LES TRANSGRESSIONS MARINES DUNKERQUE I
ET DUNKERQUE II
Quand la Mer du Nord façonnait la côte belge...
Les transgressions marines, baptisées "Dunkerque I" et "Dunkerque II", représentent deux épisodes cruciaux dans l'histoire géologique et géographique du littoral belge. S'inscrivant dans la grande remontée des eaux post-glaciaire, la transgression flandrienne, ces avancées de la Mer du Nord ont profondément sculpté la plaine côtière, laissant une empreinte durable sur le paysage et l'occupation humaine.
Dunkerque I : Les fondations sous-marines de la plaine côtière (5500 à 2000 av. J.-C.)
La première transgression dunkerquoise est une phase longue et complexe de la montée des eaux qui a vu la Mer du Nord envahir progressivement les basses terres, créant notamment le Pas de Calais. Pour le littoral belge, cet événement a principalement jeté les bases de la future plaine côtière.
Durant cette période, la mer a déposé d'importantes couches de sable, pouvant atteindre 25 à 30 mètres d'épaisseur, sur ce qui était alors un paysage de basse altitude. Cependant, les sédiments de la transgression Dunkerque I n'affleurent aujourd'hui nulle part dans la plaine maritime belge, ce qui rend leur étude directe plus complexe. Leur présence en profondeur témoigne de cette première grande incursion marine.
Cette longue période ne fut pas une montée des eaux continue. Des phases de recul de la mer, appelées régressions, ont permis aux cours d'eau descendant de l'intérieur des terres d'apporter des vases argileuses et ont favorisé le développement de la végétation, conduisant à la formation de couches de tourbe.
Dunkerque II : L'archipel flamand et la naissance du paysage actuel (IIIe au VIIIe siècle apr. J.-C.)
D'une importance capitale pour la géographie actuelle de la côte belge, la transgression Dunkerque II fut une avancée marine beaucoup plus brutale et visible. Débutant vers le IIIe siècle, elle a vu la mer rompre le cordon dunaire qui s'était formé et envahir la plaine tourbeuse sur une profondeur pouvant atteindre 10 à 15 kilomètres.
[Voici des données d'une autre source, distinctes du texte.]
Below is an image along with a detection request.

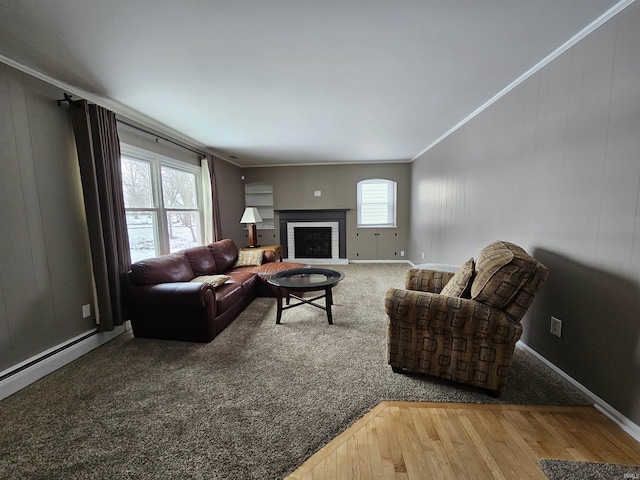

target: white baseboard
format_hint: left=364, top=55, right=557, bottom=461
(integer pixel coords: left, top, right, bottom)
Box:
left=517, top=341, right=640, bottom=442
left=0, top=325, right=130, bottom=400
left=349, top=260, right=411, bottom=264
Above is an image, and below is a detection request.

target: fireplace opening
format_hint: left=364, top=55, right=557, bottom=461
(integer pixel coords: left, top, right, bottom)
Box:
left=293, top=227, right=331, bottom=258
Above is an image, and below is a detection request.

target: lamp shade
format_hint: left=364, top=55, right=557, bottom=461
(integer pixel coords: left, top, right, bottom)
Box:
left=240, top=207, right=262, bottom=223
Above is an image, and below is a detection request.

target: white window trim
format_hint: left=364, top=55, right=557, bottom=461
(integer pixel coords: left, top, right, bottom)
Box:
left=356, top=178, right=398, bottom=228
left=120, top=143, right=205, bottom=255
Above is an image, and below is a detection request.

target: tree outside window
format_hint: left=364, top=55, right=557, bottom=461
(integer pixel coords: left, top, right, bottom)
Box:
left=121, top=147, right=202, bottom=262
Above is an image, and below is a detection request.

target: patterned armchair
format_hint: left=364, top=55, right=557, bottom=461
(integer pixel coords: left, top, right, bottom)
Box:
left=385, top=241, right=548, bottom=396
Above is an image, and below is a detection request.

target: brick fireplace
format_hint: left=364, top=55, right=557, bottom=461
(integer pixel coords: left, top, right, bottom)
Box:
left=278, top=209, right=347, bottom=264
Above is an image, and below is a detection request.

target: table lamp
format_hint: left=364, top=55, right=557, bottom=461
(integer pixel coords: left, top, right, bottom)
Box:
left=240, top=207, right=262, bottom=248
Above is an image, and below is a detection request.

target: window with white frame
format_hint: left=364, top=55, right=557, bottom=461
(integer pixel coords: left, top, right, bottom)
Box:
left=121, top=146, right=203, bottom=262
left=358, top=178, right=397, bottom=227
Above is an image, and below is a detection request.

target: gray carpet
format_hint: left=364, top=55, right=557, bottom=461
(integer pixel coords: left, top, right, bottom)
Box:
left=0, top=264, right=589, bottom=480
left=538, top=458, right=640, bottom=480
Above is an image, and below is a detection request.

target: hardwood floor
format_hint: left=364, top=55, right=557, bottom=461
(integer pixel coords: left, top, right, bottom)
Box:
left=286, top=402, right=640, bottom=480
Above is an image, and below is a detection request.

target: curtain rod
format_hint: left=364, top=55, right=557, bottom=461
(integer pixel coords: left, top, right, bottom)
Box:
left=58, top=93, right=207, bottom=158
left=116, top=118, right=207, bottom=158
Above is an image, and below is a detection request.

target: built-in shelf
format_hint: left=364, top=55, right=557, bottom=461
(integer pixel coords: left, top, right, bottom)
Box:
left=244, top=183, right=276, bottom=230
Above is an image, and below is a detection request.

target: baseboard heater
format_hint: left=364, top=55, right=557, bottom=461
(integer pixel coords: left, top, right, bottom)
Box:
left=0, top=328, right=98, bottom=382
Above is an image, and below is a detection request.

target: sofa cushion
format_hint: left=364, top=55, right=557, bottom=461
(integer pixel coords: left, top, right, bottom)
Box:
left=215, top=282, right=245, bottom=316
left=182, top=246, right=218, bottom=277
left=440, top=258, right=475, bottom=298
left=130, top=254, right=195, bottom=285
left=471, top=241, right=538, bottom=308
left=191, top=275, right=231, bottom=288
left=209, top=238, right=238, bottom=273
left=233, top=250, right=263, bottom=268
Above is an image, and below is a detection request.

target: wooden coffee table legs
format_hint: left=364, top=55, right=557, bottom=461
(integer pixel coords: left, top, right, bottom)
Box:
left=276, top=286, right=333, bottom=325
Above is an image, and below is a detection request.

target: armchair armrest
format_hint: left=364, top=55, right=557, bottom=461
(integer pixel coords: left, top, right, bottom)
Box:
left=385, top=288, right=522, bottom=343
left=405, top=268, right=454, bottom=293
left=126, top=282, right=215, bottom=308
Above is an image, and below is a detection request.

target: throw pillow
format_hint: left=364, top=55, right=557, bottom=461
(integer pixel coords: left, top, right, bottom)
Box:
left=191, top=275, right=231, bottom=288
left=440, top=258, right=475, bottom=298
left=233, top=250, right=263, bottom=268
Cette inondation a radicalement transformé le paysage, le découpant en un vaste système de chenaux de marée et créant une multitude d'îles à partir des dunes les plus élevées et de quelques buttes. La toponymie actuelle conserve de manière frappante la mémoire de cet archipel :
Middelkerke ("église du milieu")
Westende ("extrémité ouest" de l'île)
Oostende ("extrémité est" de l'île)
Ces noms témoignent de l'existence d'une île qui s'étendait alors entre les actuelles Westende et Ostende. De même, Dunkerque ("église des dunes") faisait partie de ce chapelet d'îles côtières.
Lors de cette transgression, la mer a recouvert non seulement les zones de la transgression précédente mais aussi une partie des terrains plus anciens datant du Pléistocène. Les zones de la plaine côtière belge où les dépôts de la transgression Dunkerque II sont encore visibles en surface sont connues sous le nom de "Oudland" (vieille terre).
Cet événement a eu des conséquences majeures :
Érosion et sédimentation : La mer a d'abord fortement érodé les couches de tourbe existantes avant de déposer des sédiments argileux et sableux qui ont progressivement comblé les chenaux.
Habitat humain : La région, qui connaissait une occupation humaine durant la période romaine, a été largement abandonnée face à l'avancée des eaux.
La "régression carolingienne"
À partir du VIIIe siècle, une nouvelle phase de retrait de la mer, la "régression carolingienne", a commencé. Ce recul progressif, combiné à l'ensablement naturel, a permis aux habitants de revenir et d'entreprendre les premiers grands travaux de poldérisation, marquant le début d'une longue lutte pour gagner des terres sur la mer, une caractéristique fondamentale de l'histoire du littoral belge.
La "régression carolingienne" aura lieu entre le VIIIe siècle et le XIe siècle, suivi d'une "transgression marine Dunkerque III" (conjointe à un épisode de réchauffement dit Optimum Climatique Médiéval), d'une ampleur moindre que les deux précédentes (mais qui donnera lieu à des phénomènes de forte intensité comme, par exemple, le percement du Zwin jusqu'aux abords de Bruges, suite à un raz-de-marée), pour aboutir, suite à divers ensablements et travaux de barrages, à la situation actuelle.